In C-major you have the notes as shown above C-D-E-F-G-A-B – which corresponds to the scale formular in scale-degrees 1-2-3-4-5-6-7.

The melodic minor scale in C is very similar to C major. You only have to change one note – you have to lower the major third to a minor third. The note E becomes an Eb.

The scale formular is 1-2-b3-4-5-6-7

It’s useful to be able to think of this scale in different perspectives – when you visualize your fretboard try to think of the scale as a major scale with a low third or for an example a dorian scale with a major 7.

  • Try to play the melodic minor scale in one octave in every key on your instrument
  • Improvise with a practice drone to internalize the sound


1 2 3 4 5 6 7
1 2 b3 4 5 6 b7
1 b2 b3 4 5 b6 b7
1 2 3 #4 5 6 7
1 2 3 4 5 6 b7
1 2 b3 4 5 b6 b7
1 b2 b3 4 b5 b6 b7  
Major modes

Just like you have the modes Ionian, Dorian, Phrygian, Lydian, Mixolydian, Aeolian and Locrian in the diatonic system – you also have scale modes in the melodic minor scale.

They are closely related to the diatonic modes as there only is a one note difference between melodic minor and the major scale.

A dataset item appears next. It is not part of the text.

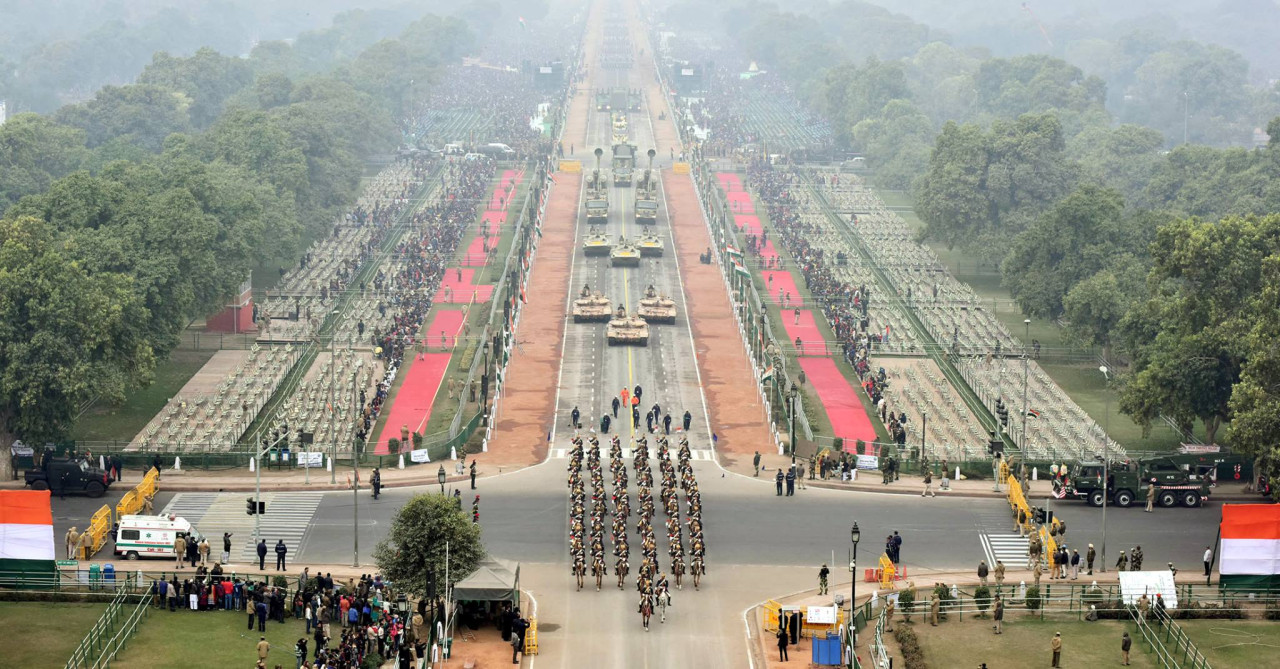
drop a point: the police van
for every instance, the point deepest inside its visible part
(151, 536)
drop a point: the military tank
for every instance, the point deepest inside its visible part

The modes are different perspectives of the same notes – a song in minor may have the exact same notes as a song in major, however they feel and sound completely different. I cannot stress the importance of learning the modes enough – some of the best use cases of the melodic minor scales stems from exploring the modes.

Melodic Minor Modes:

I’ve written out every mode of the melodic minor scale out – I’ve chosen to write them out all in the same key, so that you clearly can hear the difference between them.

Melodic Minor

Scale formular: 1 2 b3 4 5 6 7

Dorian b9

Scale formular: 1 b3 b3 4 5 6 b7

Lydian #5

Scale formular: 1 2 3 #4 #5 6 7

Mixolydian #11

Scale formular: 1 2 3 #4 5 6 b7

Mixolydian b6

Scale formular: 1 2 3 4 5 b6 b7

Locrian #2

Scale formular: 1 2 b3 4 b5 b6 b7

The Altered Scale

Scale formular: 1 b2 b3 3 b5 b6 b7

  • Try to find all the melodic minor modes in the same key by starting the scale from every note!
    • Can you do it in all 12 keys?
  • Improvise with a practice drone to internalize the different sounds of all the modes.

How can I use the melodic minor scale?

Here are just a few tips!

  • Explore playing the altered scale on dominant chords leading towards a minor chord
  • Try playing the melodic minor scale instead of the dorian
  • Try playing Mixolydian #11 on dominant chords leading towards major

Remember to improvise – and have fun!